Au Pakistan, quelques familles riches et puissantes ont dominé la politique pendant des décennies, le pouvoir alternant le plus souvent entre les camps Sharifs et Bhutto. Les deux maisons politiques ont été accusées et parfois reconnues coupables de corruption généralisée – et toutes deux ont nié les allégations.
Nawaz Sharif a été renversé par la Cour suprême en 2015 après avoir été condamné pour des irrégularités financières révélées dans les soi-disant Panama Papers – une collection de documents financiers secrets divulgués montrant comment certains des plus riches du monde cachent leur argent et impliquant un cabinet d’avocats mondial basé au Panama. Il a été disqualifié par la Cour suprême du Pakistan pour exercer ses fonctions.
Asif Ali Zardari, le mari de Bhutto qui a été président du Pakistan après les élections de 2008, a passé plus de sept ans en prison, reconnu coupable de corruption.
Les deux familles ont rejeté les allégations de corruption à leur encontre comme étant politiquement motivées.
Khan est arrivé au pouvoir en 2018, promettant de briser le régime familial au Pakistan, mais ses opposants ont affirmé qu’il avait remporté les élections avec l’aide de la puissante armée, qui a dirigé le Pakistan pendant la moitié des 75 ans d’histoire du pays.
L’ex-Premier ministre Nawaz Sharif a été évincé en 1999 lors d’un coup d’État militaire et le gouvernement de Benazir Bhutto a été renversé à plusieurs reprises après que l’armée s’est rangée du côté de son opposition. Dans la politique pakistanaise, où les loyautés sont souvent fluides, l’opposition la plus féroce de Bhutto est venue du parti de Sharif.

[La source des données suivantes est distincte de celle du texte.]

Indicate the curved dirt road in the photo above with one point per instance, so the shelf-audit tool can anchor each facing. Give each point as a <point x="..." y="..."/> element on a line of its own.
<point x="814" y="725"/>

Shahbaz Sharif a été trois fois ministre en chef de la province du Pendjab, la plus grande et la plus influente du Pakistan, où vivent 60 % des 220 millions d’habitants du pays. Son fils Hamza a été élu la semaine dernière par le parlement provincial du Pendjab en tant que nouveau ministre en chef, évinçant le candidat de Khan. Le parti de Khan conteste cette élection et le jeune Sharif n’a pas encore prêté serment.